US law enforcement agencies get much of their information from data brokerage firms, which collect and aggregate information from public records and private sources, e.g., drivers licenses, mortgages, social media, retail loyalty card purchases, professional credentials, charities’ donor lists, bankruptcies, payday lenders, warranty registrations, and other sources who sell personal data. This information is then sold to customers willing to pay for it. Not even the FTC can find out exactly where the data brokers get their information because brokerages cite trade secrecy as an excuse not to divulge their sources.
Law enforcement agencies not only uses data collected by private firms, they also use corporate IT platforms and proprietary software applications (e.g., Palantir, Microsoft, Amazon) to store, share and analyze data. Palantir provides an interface that runs on top of other data systems, including legacy systems, making it possible to link data points across separate systems.
Source: Sarah Brayne (2020) Predict and Surveil: Data, Discretion, and the Future of Policing, Oxford University Press, pp. 24-25, 41-42.
They can purchase data from 3rd parties, but it is a felony to wiretap someone without the government asking you to. You need the user's cooperation to install an app with a nasty ToS or something of that nature. Lots of people are using VPNs too. This section is, from what I understand, what allowed them to add a "gag order" to the surveillance demand to companies as well? If they want google or apple to spy on someone without a warrant, this is the only way to force them without them making that information known to the public.

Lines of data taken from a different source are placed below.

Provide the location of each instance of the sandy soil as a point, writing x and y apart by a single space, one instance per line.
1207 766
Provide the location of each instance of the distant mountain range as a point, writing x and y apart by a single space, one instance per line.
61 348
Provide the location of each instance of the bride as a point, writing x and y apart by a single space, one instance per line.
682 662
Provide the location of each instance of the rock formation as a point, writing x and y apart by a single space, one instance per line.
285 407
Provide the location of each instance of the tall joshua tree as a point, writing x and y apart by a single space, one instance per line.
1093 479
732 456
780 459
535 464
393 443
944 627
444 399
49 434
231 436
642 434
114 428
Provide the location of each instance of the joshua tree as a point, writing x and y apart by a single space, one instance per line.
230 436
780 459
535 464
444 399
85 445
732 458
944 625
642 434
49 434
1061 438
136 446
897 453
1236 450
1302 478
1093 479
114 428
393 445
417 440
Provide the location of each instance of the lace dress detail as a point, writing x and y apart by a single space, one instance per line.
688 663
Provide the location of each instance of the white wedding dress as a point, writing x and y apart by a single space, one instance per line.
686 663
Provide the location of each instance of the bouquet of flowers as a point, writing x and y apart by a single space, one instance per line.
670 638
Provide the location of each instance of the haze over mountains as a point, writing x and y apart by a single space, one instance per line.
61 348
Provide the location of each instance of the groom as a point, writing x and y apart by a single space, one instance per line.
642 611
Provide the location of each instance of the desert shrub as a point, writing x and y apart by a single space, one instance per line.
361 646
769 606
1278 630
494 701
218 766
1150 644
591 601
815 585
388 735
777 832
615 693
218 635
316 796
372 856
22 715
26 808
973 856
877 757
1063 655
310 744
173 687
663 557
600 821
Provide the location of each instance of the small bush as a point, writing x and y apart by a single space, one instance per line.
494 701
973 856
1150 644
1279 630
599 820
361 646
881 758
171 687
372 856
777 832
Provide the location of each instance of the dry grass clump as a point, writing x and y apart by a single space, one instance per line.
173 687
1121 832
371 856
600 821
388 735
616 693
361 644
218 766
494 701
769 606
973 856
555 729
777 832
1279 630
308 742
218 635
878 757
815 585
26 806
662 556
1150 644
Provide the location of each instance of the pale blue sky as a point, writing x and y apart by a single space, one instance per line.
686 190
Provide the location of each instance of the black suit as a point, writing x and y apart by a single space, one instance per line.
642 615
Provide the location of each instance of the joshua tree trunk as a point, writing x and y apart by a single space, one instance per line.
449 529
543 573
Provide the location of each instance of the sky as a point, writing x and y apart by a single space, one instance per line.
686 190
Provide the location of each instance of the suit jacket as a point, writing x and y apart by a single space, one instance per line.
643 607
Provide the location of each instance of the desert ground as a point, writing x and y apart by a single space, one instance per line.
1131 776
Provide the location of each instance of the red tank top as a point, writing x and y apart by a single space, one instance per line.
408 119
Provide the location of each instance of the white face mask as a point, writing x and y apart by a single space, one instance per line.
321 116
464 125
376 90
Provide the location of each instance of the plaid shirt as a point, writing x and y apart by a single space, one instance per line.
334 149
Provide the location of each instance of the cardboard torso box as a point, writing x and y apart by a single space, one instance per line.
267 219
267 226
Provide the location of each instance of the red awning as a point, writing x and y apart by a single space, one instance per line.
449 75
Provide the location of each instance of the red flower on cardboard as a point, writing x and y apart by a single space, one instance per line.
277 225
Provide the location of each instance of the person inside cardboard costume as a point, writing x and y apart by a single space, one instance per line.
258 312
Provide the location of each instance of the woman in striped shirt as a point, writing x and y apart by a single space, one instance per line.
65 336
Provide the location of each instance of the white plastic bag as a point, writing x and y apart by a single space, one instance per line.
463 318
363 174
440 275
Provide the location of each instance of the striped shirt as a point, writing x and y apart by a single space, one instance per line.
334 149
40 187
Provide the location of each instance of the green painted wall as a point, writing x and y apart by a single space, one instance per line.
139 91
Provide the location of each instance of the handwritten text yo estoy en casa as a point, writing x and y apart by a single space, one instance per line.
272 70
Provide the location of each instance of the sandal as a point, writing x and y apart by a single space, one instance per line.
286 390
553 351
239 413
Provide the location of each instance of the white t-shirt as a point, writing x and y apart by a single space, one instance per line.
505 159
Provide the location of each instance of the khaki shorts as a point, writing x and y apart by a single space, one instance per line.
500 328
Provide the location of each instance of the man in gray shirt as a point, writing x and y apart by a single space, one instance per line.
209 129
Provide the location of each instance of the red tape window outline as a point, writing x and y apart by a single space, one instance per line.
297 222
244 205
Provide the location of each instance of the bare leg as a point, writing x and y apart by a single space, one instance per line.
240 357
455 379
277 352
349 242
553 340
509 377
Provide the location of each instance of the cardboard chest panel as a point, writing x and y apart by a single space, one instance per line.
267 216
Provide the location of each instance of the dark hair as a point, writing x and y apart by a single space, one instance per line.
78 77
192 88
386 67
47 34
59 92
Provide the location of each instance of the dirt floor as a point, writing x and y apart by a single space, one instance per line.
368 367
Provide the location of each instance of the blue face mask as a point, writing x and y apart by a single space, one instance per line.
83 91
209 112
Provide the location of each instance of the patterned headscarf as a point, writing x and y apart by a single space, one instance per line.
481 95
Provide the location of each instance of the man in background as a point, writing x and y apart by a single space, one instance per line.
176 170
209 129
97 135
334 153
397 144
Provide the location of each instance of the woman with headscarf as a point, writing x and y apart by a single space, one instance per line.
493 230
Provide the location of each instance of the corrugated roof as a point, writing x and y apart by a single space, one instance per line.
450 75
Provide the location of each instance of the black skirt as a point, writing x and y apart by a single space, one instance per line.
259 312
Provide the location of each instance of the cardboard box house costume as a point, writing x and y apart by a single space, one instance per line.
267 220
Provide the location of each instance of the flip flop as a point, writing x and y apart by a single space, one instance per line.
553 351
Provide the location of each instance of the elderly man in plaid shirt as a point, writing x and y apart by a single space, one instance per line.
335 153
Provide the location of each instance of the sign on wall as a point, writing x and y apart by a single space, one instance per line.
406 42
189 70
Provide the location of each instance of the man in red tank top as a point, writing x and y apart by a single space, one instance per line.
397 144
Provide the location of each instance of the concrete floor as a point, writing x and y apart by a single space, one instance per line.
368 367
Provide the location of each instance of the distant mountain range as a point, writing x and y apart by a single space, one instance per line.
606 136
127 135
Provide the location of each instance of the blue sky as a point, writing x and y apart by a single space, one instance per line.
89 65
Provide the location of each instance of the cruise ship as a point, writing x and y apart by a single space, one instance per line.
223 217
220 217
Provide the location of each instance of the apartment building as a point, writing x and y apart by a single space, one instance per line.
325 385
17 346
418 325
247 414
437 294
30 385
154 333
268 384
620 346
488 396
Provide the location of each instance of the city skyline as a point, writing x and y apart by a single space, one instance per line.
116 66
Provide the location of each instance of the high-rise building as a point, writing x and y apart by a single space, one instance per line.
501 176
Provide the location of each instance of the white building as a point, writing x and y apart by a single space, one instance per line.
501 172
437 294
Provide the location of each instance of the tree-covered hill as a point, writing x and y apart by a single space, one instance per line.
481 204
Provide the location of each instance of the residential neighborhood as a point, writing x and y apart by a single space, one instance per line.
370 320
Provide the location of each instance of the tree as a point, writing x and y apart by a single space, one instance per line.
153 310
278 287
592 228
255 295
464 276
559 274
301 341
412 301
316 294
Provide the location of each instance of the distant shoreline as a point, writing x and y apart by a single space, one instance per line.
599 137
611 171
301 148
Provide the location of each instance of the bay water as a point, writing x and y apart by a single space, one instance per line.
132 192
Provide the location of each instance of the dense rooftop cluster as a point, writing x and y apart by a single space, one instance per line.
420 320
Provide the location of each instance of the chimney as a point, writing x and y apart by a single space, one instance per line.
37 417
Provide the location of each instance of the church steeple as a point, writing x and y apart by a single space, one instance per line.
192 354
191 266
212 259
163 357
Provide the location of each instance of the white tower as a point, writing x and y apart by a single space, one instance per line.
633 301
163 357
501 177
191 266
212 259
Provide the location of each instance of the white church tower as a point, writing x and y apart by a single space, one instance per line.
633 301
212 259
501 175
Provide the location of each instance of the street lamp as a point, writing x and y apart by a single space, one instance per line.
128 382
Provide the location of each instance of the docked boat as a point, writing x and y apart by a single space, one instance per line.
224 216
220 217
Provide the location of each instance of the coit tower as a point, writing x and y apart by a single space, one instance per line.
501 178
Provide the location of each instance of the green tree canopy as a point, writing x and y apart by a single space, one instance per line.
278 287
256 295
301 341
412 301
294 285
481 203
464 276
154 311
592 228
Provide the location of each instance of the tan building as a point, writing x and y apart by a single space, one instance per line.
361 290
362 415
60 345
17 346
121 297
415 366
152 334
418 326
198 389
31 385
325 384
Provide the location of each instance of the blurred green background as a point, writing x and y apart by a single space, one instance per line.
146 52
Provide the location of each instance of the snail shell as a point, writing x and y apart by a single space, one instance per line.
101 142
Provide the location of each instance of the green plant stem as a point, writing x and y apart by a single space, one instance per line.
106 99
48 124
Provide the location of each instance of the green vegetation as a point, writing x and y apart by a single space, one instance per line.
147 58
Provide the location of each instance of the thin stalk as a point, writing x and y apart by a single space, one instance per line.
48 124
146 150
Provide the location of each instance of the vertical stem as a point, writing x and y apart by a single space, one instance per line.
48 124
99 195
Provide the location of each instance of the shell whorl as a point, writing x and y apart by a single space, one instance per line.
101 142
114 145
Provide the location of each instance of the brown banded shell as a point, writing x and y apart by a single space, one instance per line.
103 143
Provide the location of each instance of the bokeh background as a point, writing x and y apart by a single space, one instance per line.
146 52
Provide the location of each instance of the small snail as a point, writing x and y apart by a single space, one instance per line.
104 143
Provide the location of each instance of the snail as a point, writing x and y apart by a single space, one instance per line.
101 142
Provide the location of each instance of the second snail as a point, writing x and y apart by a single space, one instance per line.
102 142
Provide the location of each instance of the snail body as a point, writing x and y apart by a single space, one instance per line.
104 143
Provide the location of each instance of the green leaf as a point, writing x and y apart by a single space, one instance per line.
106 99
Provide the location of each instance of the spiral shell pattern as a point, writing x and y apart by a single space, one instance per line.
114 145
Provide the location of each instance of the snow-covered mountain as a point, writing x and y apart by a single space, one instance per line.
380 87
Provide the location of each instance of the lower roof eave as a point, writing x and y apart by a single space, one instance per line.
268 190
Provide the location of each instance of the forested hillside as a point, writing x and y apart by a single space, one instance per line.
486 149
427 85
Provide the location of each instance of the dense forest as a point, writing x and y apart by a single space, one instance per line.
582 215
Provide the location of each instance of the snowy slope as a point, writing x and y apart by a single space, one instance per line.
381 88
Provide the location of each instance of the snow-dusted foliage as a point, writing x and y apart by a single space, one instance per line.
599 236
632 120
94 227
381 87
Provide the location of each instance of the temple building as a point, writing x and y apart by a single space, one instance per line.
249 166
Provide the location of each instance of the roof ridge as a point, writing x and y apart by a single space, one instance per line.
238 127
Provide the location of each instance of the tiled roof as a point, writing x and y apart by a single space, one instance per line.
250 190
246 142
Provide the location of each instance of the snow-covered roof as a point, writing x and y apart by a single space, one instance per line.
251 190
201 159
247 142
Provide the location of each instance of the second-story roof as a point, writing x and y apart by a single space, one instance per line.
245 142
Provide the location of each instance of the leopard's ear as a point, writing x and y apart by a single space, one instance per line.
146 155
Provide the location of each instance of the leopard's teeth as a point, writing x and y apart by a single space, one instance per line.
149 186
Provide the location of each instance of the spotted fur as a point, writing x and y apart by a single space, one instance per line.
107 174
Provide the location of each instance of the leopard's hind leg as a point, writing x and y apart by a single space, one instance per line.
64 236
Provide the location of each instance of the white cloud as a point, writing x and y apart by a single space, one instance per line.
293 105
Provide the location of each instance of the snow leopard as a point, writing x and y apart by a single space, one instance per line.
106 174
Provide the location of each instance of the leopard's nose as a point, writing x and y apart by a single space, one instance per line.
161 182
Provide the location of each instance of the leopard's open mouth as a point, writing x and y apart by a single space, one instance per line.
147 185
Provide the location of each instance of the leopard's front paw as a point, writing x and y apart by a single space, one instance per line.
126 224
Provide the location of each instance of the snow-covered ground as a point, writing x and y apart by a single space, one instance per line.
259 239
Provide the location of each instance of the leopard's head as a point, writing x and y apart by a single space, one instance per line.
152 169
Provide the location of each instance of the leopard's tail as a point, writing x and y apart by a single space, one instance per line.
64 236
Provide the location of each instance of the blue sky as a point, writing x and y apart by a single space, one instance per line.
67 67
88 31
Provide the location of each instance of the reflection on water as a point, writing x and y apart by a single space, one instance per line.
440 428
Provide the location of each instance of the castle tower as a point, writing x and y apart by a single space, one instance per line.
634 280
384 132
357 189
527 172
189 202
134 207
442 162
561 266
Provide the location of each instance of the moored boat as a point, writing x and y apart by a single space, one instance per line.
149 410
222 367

oh wait, it could still be renewed/recreated
> Democrats have refused to back an extension of Section 702 unless Trump reverses his decision to name Pulte as acting DNI
I guess it's their only card to play but still, how about no warrantless anything considering there's a Constitution and all that
or it is actually doing an end-run around laws against governments doing the surveillance themselves, instead they get private companies to do it and then it's perfectly legal to buy the data
just like government buys cellphone tracking data and mortgage data from private brokers when there are laws blocking them doing it directly
As far as I'm aware, there is a short list of sworn representatives (we actively chose) who have a perfect or near-perfect voting record against it, and everyone else do not. Those people are Sens. Ron Wyden (D-OR), Rand Paul (R-KY), Bernie Sanders (I-VT), Elizabeth Warren (D-MA) and Reps. Thomas Massie (R-KY), Andy Biggs (R-AZ), Warren Davidson (R-OH), Chip Roy (R-TX) and Pramila Jayapal (D-WA)
They are interchangeable pieces these days.